2 F.R.D. 299 | W.D. Mich. | 1942

RAYMOND, District Judge.

This case is before the court upon two motions by plaintiff and four by defendants.

Plaintiff’s first motion is for an order to compel defendants to answer questions propounded to certain witnesses upon the taking of depositions, which questions the witnesses refused to answer on advice of counsel for defendants. The witnesses were officers or employees of defendants. The questions were obviously directed to the purpose of learning who if anyone aside from the named defendants is financing or directing the defense. Aside ’from the matter of privilege, the only restriction placed upon evidence which may be obtained upon discovery examinations is that it must be relevant to the issues in the pending case. Careful consideration of the case of Lip Lure, Inc., v. Bloomingdale Bros., D.C., 27 F.Supp. 811, and of the reasoning upon which it is based convinces the court that it is controlling here. The case of Doherty Research Co. v. Universal Oil Products Co., 7 Cir., 107 F.2d 548, does not hold to the contrary. An order will therefore be entered denying the motion.

Plaintiff’s second motion seeks an order on defendants for production of certain drawings of pressing machines and to permit plaintiff to inspect one machine of a certain model and to make drawings and photographs thereof. No substantial objection was urged by defendants at the oral argument upon this motion, and an order requiring such production and permission upon demand therefor may be submitted for signature.

Defendants’ first motion for leave to amend answer by alleging that plaintiff is *300guilty of misconduct in mismarking machines was disposed of upon oral argument and an order of denial has been entered.

Defendants’ motion for leave to amend answer by alleging additional patents in defense is granted in conformity with the motion, and an order will be entered accordingly.
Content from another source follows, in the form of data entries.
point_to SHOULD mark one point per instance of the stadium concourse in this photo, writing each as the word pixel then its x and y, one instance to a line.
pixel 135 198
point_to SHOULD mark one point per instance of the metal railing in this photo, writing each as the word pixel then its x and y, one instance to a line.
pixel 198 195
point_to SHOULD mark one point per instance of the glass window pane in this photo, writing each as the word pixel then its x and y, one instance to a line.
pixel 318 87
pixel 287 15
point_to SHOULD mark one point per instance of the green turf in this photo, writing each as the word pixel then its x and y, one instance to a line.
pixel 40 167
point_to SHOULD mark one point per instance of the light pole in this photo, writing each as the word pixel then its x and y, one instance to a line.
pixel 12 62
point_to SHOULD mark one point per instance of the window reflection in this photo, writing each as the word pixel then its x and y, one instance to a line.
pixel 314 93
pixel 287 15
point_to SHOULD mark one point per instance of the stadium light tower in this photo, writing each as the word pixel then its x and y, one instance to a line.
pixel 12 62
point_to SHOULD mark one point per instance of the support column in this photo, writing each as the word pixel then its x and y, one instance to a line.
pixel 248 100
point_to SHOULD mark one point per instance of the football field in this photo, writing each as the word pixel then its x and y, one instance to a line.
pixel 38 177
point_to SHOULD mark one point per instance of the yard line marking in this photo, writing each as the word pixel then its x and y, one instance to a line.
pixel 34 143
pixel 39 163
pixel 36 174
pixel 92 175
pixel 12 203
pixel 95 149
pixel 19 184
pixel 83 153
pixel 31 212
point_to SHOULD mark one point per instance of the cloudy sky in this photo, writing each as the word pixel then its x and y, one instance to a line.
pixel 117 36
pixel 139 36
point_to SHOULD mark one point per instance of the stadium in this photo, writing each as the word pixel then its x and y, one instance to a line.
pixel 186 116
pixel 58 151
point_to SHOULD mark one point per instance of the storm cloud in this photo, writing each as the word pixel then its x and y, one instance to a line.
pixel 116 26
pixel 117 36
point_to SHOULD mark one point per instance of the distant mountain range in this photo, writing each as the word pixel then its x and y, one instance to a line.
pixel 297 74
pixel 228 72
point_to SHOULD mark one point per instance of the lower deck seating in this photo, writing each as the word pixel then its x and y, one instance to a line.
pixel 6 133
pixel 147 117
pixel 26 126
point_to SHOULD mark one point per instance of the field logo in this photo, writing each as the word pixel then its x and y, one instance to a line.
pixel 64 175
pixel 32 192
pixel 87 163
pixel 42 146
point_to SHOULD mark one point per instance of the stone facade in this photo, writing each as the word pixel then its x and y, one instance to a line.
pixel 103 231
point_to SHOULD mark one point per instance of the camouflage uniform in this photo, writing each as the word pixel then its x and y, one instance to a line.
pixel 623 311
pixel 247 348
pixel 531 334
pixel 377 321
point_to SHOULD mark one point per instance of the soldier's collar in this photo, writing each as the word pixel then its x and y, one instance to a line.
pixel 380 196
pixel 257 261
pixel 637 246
Defendants’ motion for order to compel answer by plaintiff to certain interrogatories heretofore propounded, numbered 1 to 5, inclusive, and 15 to 19, inclusive, will be disposed of as follows: Upon interrogatories 1 to 5, inclusive, and 16, an order will be entered denying the motion, for the reason that it is the view of the court that the questions propounded in these interrogatories really ask for the construction of claims, whereas interrogatories should be designed to elicit facts. An order will be entered requiring plaintiff’s answer to interrogatories 15, 18 and 19, said interrogatories to be answered on or before twenty days from this date. An order will be entered requiring plaintiff to answer interrogatory No. 17 on or before twenty days from this date, defendants within the same time to furnish the names and dates of all prior art references, including prior publications, prior uses and other anticipations upon which they will rely at the trial of this action by way of defense, the order further to provide that plaintiff’s answers and defendants’ corresponding particulars shall be sealed and deposited with the clerk of the court, and to be opened only upon the order and direction of the court. See Paraffine Cos. v. Wieland, D.C., 17 F.2d 992.

Defendants’ motion to produce and permit the inspection, copying and photographing of drawings and written descriptions that will be relied upon by plaintiff to carry back the date of conception or reduction to practice prior to the filing date of each of the patents in suit will be granted, the order granting same to become effective upon the order of the court following the opening of sealed documents filed in response to interrogatory No. 17, above referred to, and an order will be entered accordingly.

Defendants’ objections to taking depositions of witnesses specified in paragraph 7 of notice “re depositions upon oral examination” filed September 22, 1941, are sustained, and an order will be entered protecting defendants and the witnesses specified therein from the requirements of said notice.